A second product surface is sometimes the right call. We could've shoved CI/CD security into the existing PR review pipeline as just another agent. Initially we did. But security people don't think in PRs — they think in posture, audit logs, and policy. Giving them a dedicated tab that shares infrastructure with the review side but presents differently turned out to be the move that made the feature actually demoable. The architectural overhead was worth it.

The halt cache is the spine of the runtime feature. One Redis key — pipeline:decision:{repoId}:{sha} — written by the monitor worker, the PR review pipeline, and the runtime Action through a single endpoint. Three components, one source of truth.

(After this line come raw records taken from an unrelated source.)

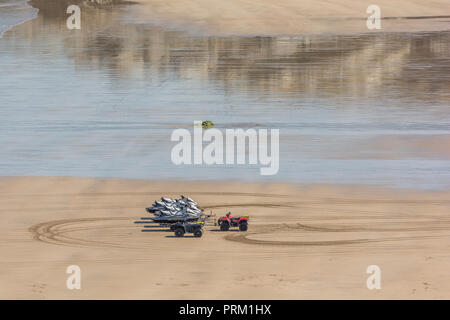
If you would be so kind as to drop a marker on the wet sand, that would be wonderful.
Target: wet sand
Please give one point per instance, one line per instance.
(269, 17)
(304, 241)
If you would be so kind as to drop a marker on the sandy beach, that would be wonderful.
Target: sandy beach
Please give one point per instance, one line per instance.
(292, 17)
(304, 241)
(364, 158)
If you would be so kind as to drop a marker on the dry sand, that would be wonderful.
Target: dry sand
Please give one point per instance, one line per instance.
(272, 17)
(303, 242)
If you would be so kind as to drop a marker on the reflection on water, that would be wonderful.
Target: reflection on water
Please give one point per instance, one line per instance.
(103, 101)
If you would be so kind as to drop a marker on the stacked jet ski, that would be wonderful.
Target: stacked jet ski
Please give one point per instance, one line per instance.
(169, 210)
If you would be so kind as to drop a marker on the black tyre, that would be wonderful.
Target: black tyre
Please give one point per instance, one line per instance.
(179, 232)
(243, 226)
(224, 226)
(198, 233)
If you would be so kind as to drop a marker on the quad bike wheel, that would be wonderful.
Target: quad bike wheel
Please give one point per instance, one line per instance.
(198, 233)
(179, 232)
(224, 226)
(243, 226)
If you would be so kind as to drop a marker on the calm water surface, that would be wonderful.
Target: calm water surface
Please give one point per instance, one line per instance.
(104, 100)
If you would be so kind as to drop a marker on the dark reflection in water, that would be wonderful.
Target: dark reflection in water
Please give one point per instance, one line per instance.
(348, 107)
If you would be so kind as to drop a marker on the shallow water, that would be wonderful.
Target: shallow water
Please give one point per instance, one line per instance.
(104, 100)
(14, 12)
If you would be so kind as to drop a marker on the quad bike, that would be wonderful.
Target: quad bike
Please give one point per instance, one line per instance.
(228, 221)
(180, 228)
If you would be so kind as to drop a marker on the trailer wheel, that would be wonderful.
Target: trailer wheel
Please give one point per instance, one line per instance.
(198, 233)
(179, 232)
(224, 226)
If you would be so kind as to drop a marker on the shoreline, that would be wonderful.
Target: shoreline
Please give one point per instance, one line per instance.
(268, 18)
(9, 27)
(300, 20)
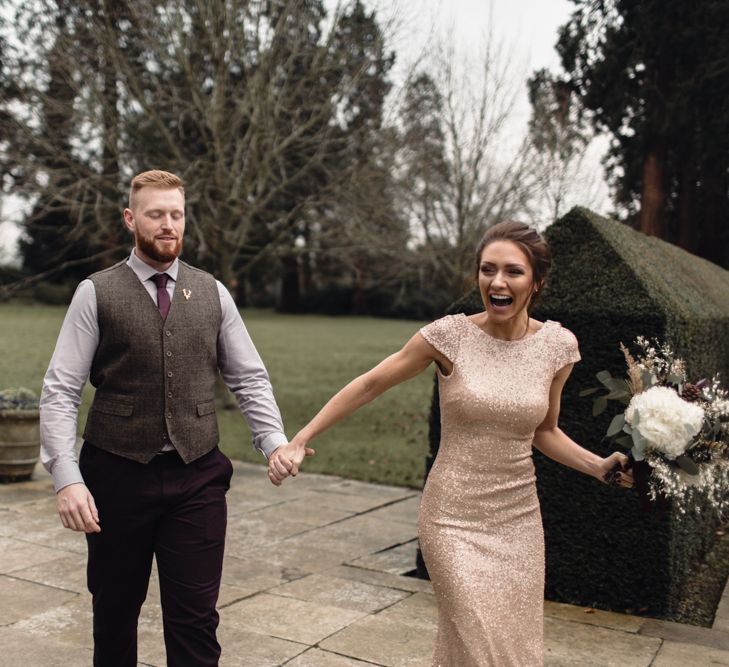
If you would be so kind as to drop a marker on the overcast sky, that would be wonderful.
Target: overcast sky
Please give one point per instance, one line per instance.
(527, 28)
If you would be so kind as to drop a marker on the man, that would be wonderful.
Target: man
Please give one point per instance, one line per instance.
(153, 333)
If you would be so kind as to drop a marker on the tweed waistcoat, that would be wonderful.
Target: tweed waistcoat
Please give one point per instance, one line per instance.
(155, 378)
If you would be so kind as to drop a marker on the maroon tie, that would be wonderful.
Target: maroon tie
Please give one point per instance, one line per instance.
(163, 297)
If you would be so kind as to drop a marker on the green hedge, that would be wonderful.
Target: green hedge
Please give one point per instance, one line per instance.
(609, 284)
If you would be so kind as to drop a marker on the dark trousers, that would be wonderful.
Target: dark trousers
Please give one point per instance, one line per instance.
(175, 512)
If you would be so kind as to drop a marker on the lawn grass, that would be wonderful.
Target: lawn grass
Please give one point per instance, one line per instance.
(308, 358)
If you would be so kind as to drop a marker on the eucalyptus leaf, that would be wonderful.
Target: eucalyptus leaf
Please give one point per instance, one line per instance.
(616, 425)
(617, 394)
(640, 443)
(687, 464)
(599, 406)
(603, 376)
(617, 384)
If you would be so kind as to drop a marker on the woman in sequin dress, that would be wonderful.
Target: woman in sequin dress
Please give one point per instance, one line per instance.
(500, 375)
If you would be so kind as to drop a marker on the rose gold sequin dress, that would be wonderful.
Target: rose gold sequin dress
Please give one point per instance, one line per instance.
(480, 525)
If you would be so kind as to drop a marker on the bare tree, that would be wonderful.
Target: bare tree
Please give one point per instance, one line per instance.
(460, 170)
(244, 99)
(562, 146)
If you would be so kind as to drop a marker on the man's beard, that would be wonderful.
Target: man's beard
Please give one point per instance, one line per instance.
(148, 245)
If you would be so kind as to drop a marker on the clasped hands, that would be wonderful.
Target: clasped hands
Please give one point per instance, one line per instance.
(285, 461)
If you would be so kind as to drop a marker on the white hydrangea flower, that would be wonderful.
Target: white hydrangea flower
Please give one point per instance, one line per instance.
(665, 421)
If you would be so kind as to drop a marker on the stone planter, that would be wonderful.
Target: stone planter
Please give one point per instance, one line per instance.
(19, 444)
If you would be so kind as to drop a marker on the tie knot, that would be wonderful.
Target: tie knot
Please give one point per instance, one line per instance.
(160, 279)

Most of the bugs we shipped during development were "this third place wasn't writing to the cache." Once we fixed all three, the feature stayed fixed.

What's next for LGTM

Auto-fix PRs. When a finding has a deterministic fix (pin this action to a SHA, replace ${{ github.event.pull_request.title }} with an env-var passthrough), open a PR with the fix already applied. We deliberately deferred this because the blast radius is real — but it's the obvious next step.

Per-rule false-positive learning across customers. Right now FP rates are computed per-repo. If a rule is consistently false-positive across many customers, we should be downgrading its default action, not just letting each customer independently mute it.

Org-level enrollment. A single click that enrolls every repo in a GitHub org, with org-level posture rollups in the dashboard. The data model is already future-compatible.

More detector breadth. Kubernetes manifests (privileged pods, hostPath mounts), Terraform (publicly exposed S3 buckets, default-deny missing), package-manager post-install scripts. Each of these is its own well-known class of supply-chain risk, and the rule library design makes adding them a one-file change.

A self-hostable build. Right now LGTM Security is SaaS only. A docker-compose with the worker, server, MongoDB, and Redis would let regulated customers run it inside their own VPC. The architecture already supports it; we just haven't packaged it.